Germans See Economy Hurt by Slow Internet
Originally Appearing in The Wall Street Journal
Author: Sara Germano, August 6, 2019
The country ranks 33rd in the world by one measure of broadband connection speed; ‘too unstable, too slow’
BERLIN—Germany is looking for new ways to power its economy as the traditional growth engines of manufacturing and exports falter. But the country’s outdated internet is acting as a bottleneck.
The sorry state of the online network has become a national joke and an economic liability. Germany ranks 33rd in the world in average monthly fixed broadband connection speeds, and 47th for mobile, according to Speedtest Global Index. By comparison, the U.S. ranks 7th and 37th, respectively.
The slow speeds are hampering the digitization of swaths of industry and the delivery of products and services to consumers, causing pain for German companies such as media conglomerate Bertelsmann SE, whose portfolio includes online video producer RTL Group, music group BMG and a controlling stake in publisher Penguin Random House.
“Our business is about content and reach, and monetizing the reach,” said Chief Executive Thomas Rabe. “And if the reach is reduced by the lack of technical infrastructure, that is, of course, a problem.”
In Germany, for example, gigabyte connections—which handle more than 1,000 megabits per second—are rare. As a result, streaming ultra-high-definition video can be hit-or-miss outside big cities, with the images sometimes appearing choppy.

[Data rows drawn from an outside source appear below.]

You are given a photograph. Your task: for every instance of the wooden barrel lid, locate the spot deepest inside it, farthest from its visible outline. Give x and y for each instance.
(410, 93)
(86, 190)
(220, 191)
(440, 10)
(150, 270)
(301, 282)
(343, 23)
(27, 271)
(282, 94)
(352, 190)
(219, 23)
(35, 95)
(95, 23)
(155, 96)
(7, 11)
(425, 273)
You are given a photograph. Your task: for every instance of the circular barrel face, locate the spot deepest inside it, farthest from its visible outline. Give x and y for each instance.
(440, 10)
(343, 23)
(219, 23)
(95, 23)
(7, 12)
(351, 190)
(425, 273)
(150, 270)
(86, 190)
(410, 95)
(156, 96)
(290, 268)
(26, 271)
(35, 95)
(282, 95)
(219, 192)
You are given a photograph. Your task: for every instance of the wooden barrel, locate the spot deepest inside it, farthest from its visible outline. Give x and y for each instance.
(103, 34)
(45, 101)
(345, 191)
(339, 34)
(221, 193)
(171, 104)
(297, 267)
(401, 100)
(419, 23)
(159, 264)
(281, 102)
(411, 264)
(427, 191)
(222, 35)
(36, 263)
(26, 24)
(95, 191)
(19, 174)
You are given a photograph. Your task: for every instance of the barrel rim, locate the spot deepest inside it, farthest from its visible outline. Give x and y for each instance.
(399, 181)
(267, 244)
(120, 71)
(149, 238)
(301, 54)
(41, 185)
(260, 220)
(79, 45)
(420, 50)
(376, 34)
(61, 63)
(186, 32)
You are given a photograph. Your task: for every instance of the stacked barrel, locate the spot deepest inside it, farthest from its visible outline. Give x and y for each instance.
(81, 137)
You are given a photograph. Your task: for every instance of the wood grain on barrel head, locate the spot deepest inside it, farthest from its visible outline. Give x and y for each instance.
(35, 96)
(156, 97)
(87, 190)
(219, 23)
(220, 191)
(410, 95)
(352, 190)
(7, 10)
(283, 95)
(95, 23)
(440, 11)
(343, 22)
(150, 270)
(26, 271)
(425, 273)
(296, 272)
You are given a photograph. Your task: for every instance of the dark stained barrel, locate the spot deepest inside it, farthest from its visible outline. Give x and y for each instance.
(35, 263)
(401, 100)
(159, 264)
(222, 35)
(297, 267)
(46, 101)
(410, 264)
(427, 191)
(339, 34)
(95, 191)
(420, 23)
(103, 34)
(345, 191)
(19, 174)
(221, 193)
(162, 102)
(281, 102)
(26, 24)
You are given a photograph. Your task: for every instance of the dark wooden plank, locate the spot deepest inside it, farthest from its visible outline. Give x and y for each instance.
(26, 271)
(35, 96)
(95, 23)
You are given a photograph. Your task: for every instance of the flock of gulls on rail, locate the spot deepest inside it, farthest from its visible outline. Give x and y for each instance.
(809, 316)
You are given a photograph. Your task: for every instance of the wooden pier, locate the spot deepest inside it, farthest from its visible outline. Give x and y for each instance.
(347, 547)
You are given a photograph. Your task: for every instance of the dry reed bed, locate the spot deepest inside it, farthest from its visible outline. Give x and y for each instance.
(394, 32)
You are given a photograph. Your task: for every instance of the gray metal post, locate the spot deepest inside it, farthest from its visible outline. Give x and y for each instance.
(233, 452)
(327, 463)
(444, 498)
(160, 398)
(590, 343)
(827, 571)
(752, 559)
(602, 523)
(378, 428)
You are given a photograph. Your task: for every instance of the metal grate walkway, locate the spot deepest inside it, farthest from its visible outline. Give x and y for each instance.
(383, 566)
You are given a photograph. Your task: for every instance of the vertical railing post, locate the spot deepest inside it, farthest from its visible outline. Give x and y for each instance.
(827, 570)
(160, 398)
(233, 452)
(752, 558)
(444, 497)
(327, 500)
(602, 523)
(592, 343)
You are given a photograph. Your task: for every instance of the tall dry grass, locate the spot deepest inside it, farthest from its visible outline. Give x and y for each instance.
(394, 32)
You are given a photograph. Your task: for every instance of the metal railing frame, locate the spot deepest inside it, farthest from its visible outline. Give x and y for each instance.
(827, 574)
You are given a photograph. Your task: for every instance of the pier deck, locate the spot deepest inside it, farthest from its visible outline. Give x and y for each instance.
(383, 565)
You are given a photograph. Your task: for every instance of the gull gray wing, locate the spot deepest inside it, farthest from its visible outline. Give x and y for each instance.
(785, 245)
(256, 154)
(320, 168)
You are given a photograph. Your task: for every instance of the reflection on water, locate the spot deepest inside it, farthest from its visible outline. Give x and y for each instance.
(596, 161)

Germany’s internet infrastructure is outdated, forcing consumers to deal with download speeds that are far slower than in many other wealthy nations.
Broadband connections that are typically on average half as fast as in the U.S. can also turn a multiplayer video game into an unresponsive ordeal and limit software companies’ ability to offer cloud computing services, especially remote hosting of applications, where lag can be a significant issue.
Germany largely missed the upgrade to fiber broadband that neighboring countries deployed a decade ago, which is making a swift rollout of next-generation 5G mobile internet especially urgent, according to business leaders, economists and politicians.
Chancellor Angela Merkel said last month that the government is committed to improving digital infrastructure over the next decade. “It will be a long time, but we have devoted ourselves to this question,” she said.
In the meantime, the consequences are felt everywhere from the German countryside, where many companies in the highly decentralized economy have their headquarters, to Berlin’s startup scene.
“Almost every one of us has had bad experiences with the internet connection…too unstable, too slow, not available everywhere,” said Thilo Grösch, a spokesman for an insurance startup who has worked at various firms in the capital for seven years. Mr. Grösch said he often had to work from home at a previous job because the office internet wouldn’t function.
Germany’s internet woes are rooted in a range of factors, according to network operators, regulators, business executives, and industry analysts.
Among them are the country’s large geographic area; an evenly spread population; decades of subdued private-sector investment; and strict fiscal rules that discourage government investment in infrastructure.
But one technical factor stands out: the reliance on copper rather than glass fiber to link end users to the fixed-line network.
“The whole problem in Germany is the lack of fiber-to-the-home strategy by Deutsche Telekom and other carriers,” said Guy Peddy, a telecommunications analyst for Macquarie Research.
Telecom giants in France and Portugal were already rolling out all-fiber networks early in the decade, in keeping with a 2010 European Union report that recommended that national carriers invest in fiber.
But Deutsche Telekom, Germany’s dominant operator, took a less costly route in 2012, upgrading its existing copper network through a technology called vectoring. The idea was to improve speed on copper cables to up to 100 megabits per second by cutting down on interference, a relatively inexpensive way to get faster internet to consumers.
At the time, Deutsche Telekom acknowledged that it would eventually have to build a fiber-based network. But Henrik Schmitz, a spokesman for the company, said it needed to rely on vectoring in order to meet a government target of 80% of households having access to download speeds of at least 50 megabits per second by the end of 2018, a target that Telekom says it will hit a year late.
Fiber would have enabled faster speeds but would have been available to just 10-to-20% of households, Mr. Schmitz said.
Many commercial customers say the vectoring approach has left them frustrated. Holger Ehrhardt, a graphic designer and IT consultant for a print media company in the state of Lower Saxony, said the firm decided to invest in its own server because fiber isn’t available and Deutsche Telekom has only been able to connect them with 25-megabit internet. “It must have something to do with the ‘antique’ lines,” he said.
In 2017, the German Federal Network Agency said vectoring wasn’t enough, and that further glass fiber cable investments were needed to hit government targets. That same year, the German ministry for transportation called for gigabit internet—download speeds ten to twenty times faster than those generated through vectoring—to be broadly available by 2025.
Deutsche Telekom responded by pledging to add up to 60,000 kilometers (37,200 miles) of fiber cable per year and to connect 90% of Germany’s surface area with 5G by 2025, offering high-speed data traffic to those places that fiber couldn’t reach in time.
Critics say Germany still isn’t moving fast enough. “It’s too slow,” Hubert Barth, the chief executive of Ernst & Young Germany, said of the gigabit internet initiative. “If you’re really world class in production, having a ranking of, say, [33rd] in working internet does not fit together with that image.”